Brenda menutup wajahnya tak mau dilihat menangis. "Tapi aku tidak tau bagaimana kondisinya sekarang."
Melihat temannya seperti itu, Frypan bergerak merengkuhnya. "Aku harap dia baik. Dia dan bayinya."
***
Tidak ada satu atau dua kata yang mereka ucapkan hingga saat ini. Wajah lelah bercampur keringat membuat tampilannya semakin mendominasi bahwa mereka ingin putus asa. Semakin lama mereka menanti semakin banyak rasa khawatir. Semakin banyak pikiran buruk yang meracau masing masing. Apalagi atas apa yang terjadi secara tiba tiba, bukan hanya soal menunggu sebab dari raut sedih mereka tetapi karena peninggalan teman teman yang tak bisa bertahan hari ini.
Rest in place,
Tulisan besar itu terampang di papan kayu dibawah hamparan tanda salip masing masing dari tanah mereka. Kesunyian sore ini menjadi bukti atas kedukaan Right Arms.
Emily, James, beserta para teman teman Vince sudah tidak bersama mereka lagi.
Mungkin mengikhlaskan bukan hanya soal sesulit itu tapi juga menyadarkan diri. Sadar bahwa sekarang ada penyesalan yang mereka rasakan.
"Apa masih ada kejutan lagi?" Gally menatap kosong kuburan kuburan di depannya.
Frypan hanya diam.
"Apa selama belasan taun kita dilabirin ini yang kita dapatkan?" Gally memainkan batang rokok di sela jarinya. Nyatanya bayangan ketakutan mulai muncul di pikirannya. Bagaimana rasa gembira itu datang saat dia kembali bertemu teman teman labirinnya lalu satu dari mereka meninggal. Kembali lagi ketika dia menemukan sebuah tim yang sudah ia anggap keluarga, kini hancur menewaskan orang orang yang membuat suasana terasa lebih hangat. Lalu orang yang selama ini ia sukai diam diam, hilang. Dengan mengetahui kabar bahwa gadis itu hamil saja sudah membuat Gally sakit, lalu menghilang disituasi yang kacau. Ia pikir apa tidak ada suatu keadilan saja untuknya?
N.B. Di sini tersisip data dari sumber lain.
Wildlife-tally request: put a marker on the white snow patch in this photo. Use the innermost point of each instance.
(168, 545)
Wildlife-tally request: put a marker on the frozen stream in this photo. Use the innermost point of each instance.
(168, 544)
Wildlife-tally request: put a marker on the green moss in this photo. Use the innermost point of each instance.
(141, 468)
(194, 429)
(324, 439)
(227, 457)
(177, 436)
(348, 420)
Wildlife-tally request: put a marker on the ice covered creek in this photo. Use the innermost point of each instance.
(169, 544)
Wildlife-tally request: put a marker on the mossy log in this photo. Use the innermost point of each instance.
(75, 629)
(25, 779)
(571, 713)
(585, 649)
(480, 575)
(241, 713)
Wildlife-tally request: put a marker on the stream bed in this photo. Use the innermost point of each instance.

"Tidak ada yang mau seperti ini, Gally." Frypan merespon. "Disaat situasi seperti ini aku sering berusaha untuk berpikir kalau ini hanyalah sebuah ujian untuk kita. Menjadikan kesalahan ini untuk sebuah pelajaran yang kita ambil."
"Ini bukan hanya soal penyesalan dan peninggalan. Tapi bagaimana harus bertahan untuk tidak melakukan hal buruk karena menyalahkan diri. Penyesalan datang untuk menggangu pikiran kita. Jadi aku kira, berpikir jauh lebih konvesional lebih baik untuk saat ini."
Gally menoleh merasakan bahunya di rangkul oleh Frypan, hatinya mencelos melihat temannya itu mengeluarkan air matanya. Air mata yang menunjukan pria itu lelah untuk terus berusaha baik baik saja. Nyatanya sampai saat ini mereka tidak pernah dapat apa yang mereka inginkan. Selalu ada kabar buruk untuk mereka.
YOU ARE READING
GIRL CRUSH [book 3 : The Death Cure]
FanfictionTidak berhasil mengambil sahabatnya dari gerbong kereta membuat ketiganya tak menyerah untuk mendapatkan Minho kembali. Newt, Thomas, Clara, dan Frypan harus kembali masuk ke sarang Wicked dan berjuang untuk menemukan Minho. Lantas apa mereka berhas...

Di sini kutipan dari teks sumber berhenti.